The practice began in January 2017 and is in sharp contrast to the approach used by the RCMP and the Calgary Police Service.
Edmonton police have refused to release victims' names in eight of this year's 17 homicides (a 47-per-cent withholding rate). Alberta RCMP have held back the victims' names in two of its 14 homicide files (14 per cent).
There have been four homicides in Calgary so far this year. The Calgary Police Service has identified all of the victims.
"Our policy has always been with homicides, because there is such compelling public interest, that we do release the name," said CPS spokesperson Emma Poole.
"I've been here for over 10 years and there's been very few, if any, that I can recall where we haven't."
Poole said homicide investigators sometimes take identification a step further.
"Sometimes we actually seek permission from the family to put out a photo because we know that putting a face and a name to a tragedy or to a homicide will often compel people to come forward with information," she said.
'It's a question of public trust'
University of Alberta law professor Steven Penney is baffled by the new EPS approach.
"We have a very long and robust tradition of open access, transparency and accountability when it comes to the criminal justice system in Canada," Penney said. "This is really a move away against that."
Edmonton police Chief Rod Knecht said sometimes police hold back the victim's name at the family's request.
Penney said he understands the rationale but called it a short-term and narrow approach. He urged Edmonton police to look at the bigger picture and the public's right to know.
"This isn't just sensationalism or the media attempting to sell stories," he said. "It's a question of public trust, accountability and transparency.
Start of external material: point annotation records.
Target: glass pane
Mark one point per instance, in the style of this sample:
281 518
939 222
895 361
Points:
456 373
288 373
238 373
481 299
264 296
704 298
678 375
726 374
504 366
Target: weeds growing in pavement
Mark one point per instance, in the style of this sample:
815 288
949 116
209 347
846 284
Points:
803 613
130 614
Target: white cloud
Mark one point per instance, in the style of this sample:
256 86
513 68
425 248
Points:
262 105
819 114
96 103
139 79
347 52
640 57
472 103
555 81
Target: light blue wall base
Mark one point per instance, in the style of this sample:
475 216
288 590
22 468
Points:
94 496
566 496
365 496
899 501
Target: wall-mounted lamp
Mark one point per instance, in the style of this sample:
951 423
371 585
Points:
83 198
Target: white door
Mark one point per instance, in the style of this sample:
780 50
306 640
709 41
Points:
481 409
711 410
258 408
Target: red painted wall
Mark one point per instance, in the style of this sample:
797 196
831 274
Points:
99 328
To have one body within the province deciding whether or not it's in the public interest to release a name I think goes against those principles of transparency and accountability."
The law professor thinks EPS has misinterpreted privacy legislation.
"In my view the act clearly authorizes and permits the disclosure of this information," Penney said.
"Either because it's already publicly available in court documents or because it's in the public interest for the community to know when there has been a homicide and who was involved in that homicide."
Poole said she consulted the CPS's freedom of information and privacy lawyer about this issue given the headlines being generated in Edmonton about naming homicide victims.
"He came back saying there is a compelling public interest in homicide cases. And unless there's a particular circumstance that would override that, our practice is appropriate," she said.
"So as far as I'm concerned, we don't have any plans to change that in the near future."
Police Commission to ask EPS about new policy
The news stories have also attracted the attention of Edmonton Police Commission chair Cathy Palmer.
She said the topic will be on the agenda at an upcoming closed-door professional standards committee meeting.
"We'll discuss it at committee and it most likely will come back as a topic for information for the commission as a whole in May," Palmer said.
Palmer called it a "complex issue."
"We trust the police," she said. "But we are also mindful of the public's balance with the need to know and a victim's right to privacy."